After reading Patrick Stox’s post on Search Engine Land about Fixing Historical Redirects, I was inspired to start using Wayback Machine’s API within one of my Google Sheets. After a little playing with some formula’s, I developed the Discover Lost URLs Google Sheet.
How The Sheet Works
Step 1: Enter Domain
Enter a domain name that you are looking to audit. The URL can be entered in several ways.
- domain.com
- subdomain.domain.com
- www.domain.com/sub-folder/
Once the URL is entered, the sheet will begin to populate.
Step 2: Modify Dates
Set the “Date From” and “Date To” fields to pull the URLs that are in the Wayback Machine’s database.
Step 3: Choose What To Show
By default, the Wayback API spits out all URLs. This includes images, CSS, JS, and HTML. The sheet is set to show “Just HTML” by default. To show all, drop down the selection box to “All”
Reading the Sheet
Time Stamp: The Time Stamp column shows the date the URL was in the index in the format of yyyyMMddhhmmss.
Wayback Machine URL: This is the URL from the database
Mime Type: This indicates whether the URL is for an HTML page, CSS file, JS file, etc…
Current Status: This is a custom function that was written to pull back the URLs status code. If there is a redirect in place, it will follow the redirect and post the path as “301 > 200”. If it is is a redirect chain, it will pull in the chain too, such as “301 > 301 > 302 > 404”
Final URL: This URL is the current final destination of the older Wayback URL. This is great to see where SEO value is being lost.
Download The Discover Lost URLs Google Sheet Now!
Sheet Limitations
Google Sheets can choke up on large amounts of data. I set the API to only pull in 20,000 rows max. I think it will struggle at that, depending on ram and browser. If the sheet is running too slow, try to do a few runs with a smaller date range.
Peter says
When we find the broken links, How can we fix, resolve them?
Thanks,
The Tech SEO says
This tool only discovers them. To fix them, you need to created 301 redirect from the old URL to the new URL. How to do that depends on what server you are using.
poli says
Thank you very much for this post. Regarding the current status custom function, could you please explain the meaning and difference of the following cases:
301 > 200
301 > 301 > 200
301 > 301 > 301 > 200
301 > 301 > 303
301 > 302 > 200
301 > 302 > 404
301 > 303
301 > 404
302 > 404
error
blank
Actually what i want to understand is the sequence logic.
Thanks a lot in advance,
Regards,
P.
The Tech SEO says
So sorry I didn’t see your response until now. These are the status codes of the requests it takes to get to the final destination.
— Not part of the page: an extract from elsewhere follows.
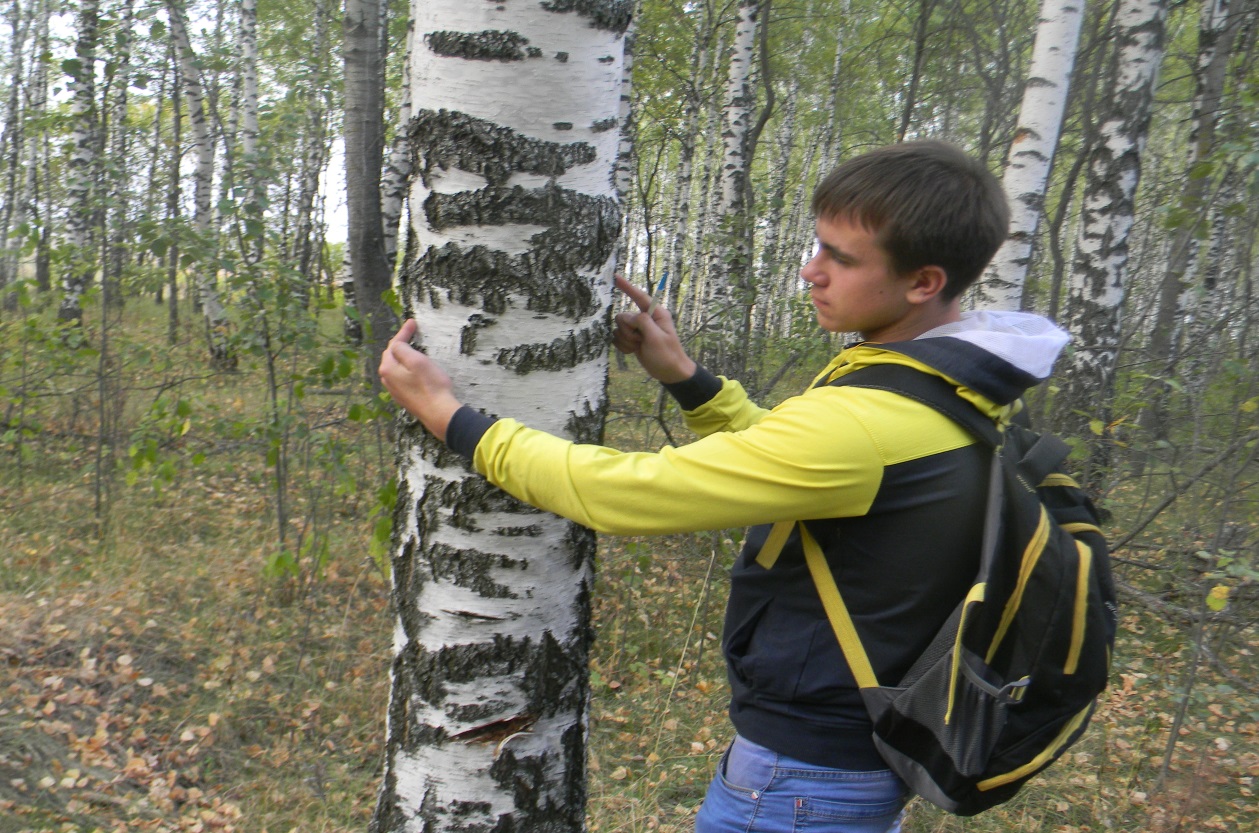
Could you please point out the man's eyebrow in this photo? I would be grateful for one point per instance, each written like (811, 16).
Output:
(835, 252)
For example 301 > 301 > 200 means the main URL redirected twice with a 301 before it ended at a 200. Hope that helped.
Tyler C says
I may be a bit late to the party, but would it be possible to tweak the script a bit in order to display an additional column with the actual archive url?
https://web.archive.org/web/20120709000203/http://www.website.com/homepage.html
^ For example. Look forward to hearing from you soon. Thanks!
-Tyler
Dav says
Thank you for this article on wayback machine. Difficult to find reliable services.